Principal factors controlling the species richness of European fens differ between habitat specialists and matrix-derived species
|Year of publication
|Article in Periodical
|Magazine / Source
|Diversity and Distributions
|MU Faculty or unit
|ecological gradients; fens; habitat specialists; matrix-derived species; relicts; species richness
|Aim: We present the first continental-scale study of factors controlling the species richness of groundwater-fed fens, comparing land snails, vascular plants and bryophytes. We separately analyse two ecologically distinct groups differing in conservation value and colonization/extinction dynamics, that is habitat specialists, and matrix-derived species. Considering the island-like nature of fen habitats, we hypothesize larger differences in the species richness-environment relationships between habitat specialists and matrix-derived species than among the taxonomic entities. Location: Seven European regions Methods: Richness was counted at 373 well-preserved fens with undisturbed hydrology using the same protocols. Relationships between the species richness and water pH, waterlogging, climate and geography were explored by GLMs. Results: Land snail richness responded mainly to water pH, regardless of habitat specialization.
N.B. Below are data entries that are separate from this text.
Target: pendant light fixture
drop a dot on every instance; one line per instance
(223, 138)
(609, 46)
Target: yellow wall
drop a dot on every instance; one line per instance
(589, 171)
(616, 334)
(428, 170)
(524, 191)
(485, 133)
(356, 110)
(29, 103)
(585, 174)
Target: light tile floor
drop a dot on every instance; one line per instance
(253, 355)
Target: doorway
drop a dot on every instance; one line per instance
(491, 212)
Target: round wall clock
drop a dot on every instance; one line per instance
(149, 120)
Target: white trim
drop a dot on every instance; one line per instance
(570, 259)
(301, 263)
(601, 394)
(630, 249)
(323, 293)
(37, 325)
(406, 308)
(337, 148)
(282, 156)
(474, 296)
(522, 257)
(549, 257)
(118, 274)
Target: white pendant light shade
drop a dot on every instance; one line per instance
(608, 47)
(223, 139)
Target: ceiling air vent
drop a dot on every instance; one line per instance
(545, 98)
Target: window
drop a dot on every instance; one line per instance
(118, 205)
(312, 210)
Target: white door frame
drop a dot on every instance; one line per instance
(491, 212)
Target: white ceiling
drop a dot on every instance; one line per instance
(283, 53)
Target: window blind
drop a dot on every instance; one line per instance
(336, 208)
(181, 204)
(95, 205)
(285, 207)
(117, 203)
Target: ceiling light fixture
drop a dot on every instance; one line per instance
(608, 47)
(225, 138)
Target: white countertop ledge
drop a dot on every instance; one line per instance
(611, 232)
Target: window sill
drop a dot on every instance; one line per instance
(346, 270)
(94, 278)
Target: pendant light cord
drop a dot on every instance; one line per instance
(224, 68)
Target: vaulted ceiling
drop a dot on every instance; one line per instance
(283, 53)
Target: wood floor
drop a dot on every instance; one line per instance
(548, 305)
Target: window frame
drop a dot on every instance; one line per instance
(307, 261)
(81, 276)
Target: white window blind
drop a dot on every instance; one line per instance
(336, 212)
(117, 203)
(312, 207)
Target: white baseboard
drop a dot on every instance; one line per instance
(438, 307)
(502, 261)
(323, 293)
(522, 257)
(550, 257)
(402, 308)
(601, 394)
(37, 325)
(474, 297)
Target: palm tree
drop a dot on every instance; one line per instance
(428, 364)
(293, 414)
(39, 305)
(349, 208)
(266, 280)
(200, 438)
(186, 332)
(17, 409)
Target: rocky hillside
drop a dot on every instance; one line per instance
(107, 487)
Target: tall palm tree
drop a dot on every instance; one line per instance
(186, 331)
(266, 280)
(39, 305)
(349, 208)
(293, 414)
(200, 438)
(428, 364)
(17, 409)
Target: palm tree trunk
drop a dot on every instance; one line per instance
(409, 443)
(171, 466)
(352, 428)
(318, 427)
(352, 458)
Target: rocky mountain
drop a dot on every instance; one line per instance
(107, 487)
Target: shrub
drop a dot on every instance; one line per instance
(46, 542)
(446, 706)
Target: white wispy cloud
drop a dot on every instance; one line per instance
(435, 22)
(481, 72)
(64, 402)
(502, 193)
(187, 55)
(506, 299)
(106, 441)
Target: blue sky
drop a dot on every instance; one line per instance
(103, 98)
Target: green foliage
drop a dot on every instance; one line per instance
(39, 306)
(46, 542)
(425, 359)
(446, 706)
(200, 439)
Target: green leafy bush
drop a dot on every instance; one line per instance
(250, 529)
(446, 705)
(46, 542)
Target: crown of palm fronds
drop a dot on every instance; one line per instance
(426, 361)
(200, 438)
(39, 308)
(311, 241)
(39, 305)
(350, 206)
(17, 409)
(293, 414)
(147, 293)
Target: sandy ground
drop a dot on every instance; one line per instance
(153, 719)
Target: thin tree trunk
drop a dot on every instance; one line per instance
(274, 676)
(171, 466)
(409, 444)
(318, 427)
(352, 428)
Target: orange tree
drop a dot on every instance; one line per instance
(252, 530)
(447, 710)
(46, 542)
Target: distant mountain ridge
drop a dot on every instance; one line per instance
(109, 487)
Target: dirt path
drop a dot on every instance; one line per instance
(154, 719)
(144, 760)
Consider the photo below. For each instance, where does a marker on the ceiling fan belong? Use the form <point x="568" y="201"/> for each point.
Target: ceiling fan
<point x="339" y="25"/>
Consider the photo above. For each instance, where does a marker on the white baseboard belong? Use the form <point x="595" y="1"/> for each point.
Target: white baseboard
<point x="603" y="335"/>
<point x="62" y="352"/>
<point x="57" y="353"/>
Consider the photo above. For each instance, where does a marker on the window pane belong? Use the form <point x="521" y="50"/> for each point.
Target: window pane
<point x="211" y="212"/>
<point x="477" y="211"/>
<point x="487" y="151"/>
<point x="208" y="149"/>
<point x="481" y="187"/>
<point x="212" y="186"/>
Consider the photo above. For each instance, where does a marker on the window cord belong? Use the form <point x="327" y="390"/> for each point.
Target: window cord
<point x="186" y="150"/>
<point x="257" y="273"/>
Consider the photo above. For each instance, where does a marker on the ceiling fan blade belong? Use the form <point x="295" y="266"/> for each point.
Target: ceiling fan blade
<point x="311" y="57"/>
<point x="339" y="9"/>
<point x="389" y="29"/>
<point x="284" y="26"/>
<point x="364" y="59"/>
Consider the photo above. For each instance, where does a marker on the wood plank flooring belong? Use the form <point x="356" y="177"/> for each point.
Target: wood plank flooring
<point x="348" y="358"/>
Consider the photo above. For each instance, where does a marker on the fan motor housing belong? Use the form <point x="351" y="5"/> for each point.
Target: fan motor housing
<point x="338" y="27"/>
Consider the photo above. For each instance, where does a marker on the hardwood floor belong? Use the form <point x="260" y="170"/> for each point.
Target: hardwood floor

Richness of vascular plant and bryophyte specialists was strongly driven by geographical location of the sites, while that of matrix-derived species was driven by waterlogging and water pH. The richness of matrix-derived species of all taxa significantly increased with the decreasing waterlogging. Residual richness of specialists of all taxa decreased towards southern Europe. Main conclusions: In island-like terrestrial habitats, differences between specialists and matrix-derived species may outweigh differences among taxa, unless there is one strong physiological determinant of species richness such as pH in land snails. The richness of specialists seems to be strongly related to difficult-to-measure regional factors such as historical frequency and connectivity of fen habitats. The richness of matrix-derived species depends mainly on local conditions, such as pH and waterlogging, determining the degree of habitat contrast against the surrounding matrix. Sufficient waterlogging maintains a high representation of habitat specialists in fen communities, and disturbance of water regime may cause the increase in the number of matrix-derived species and potentially trigger successional shifts towards non-fen communities.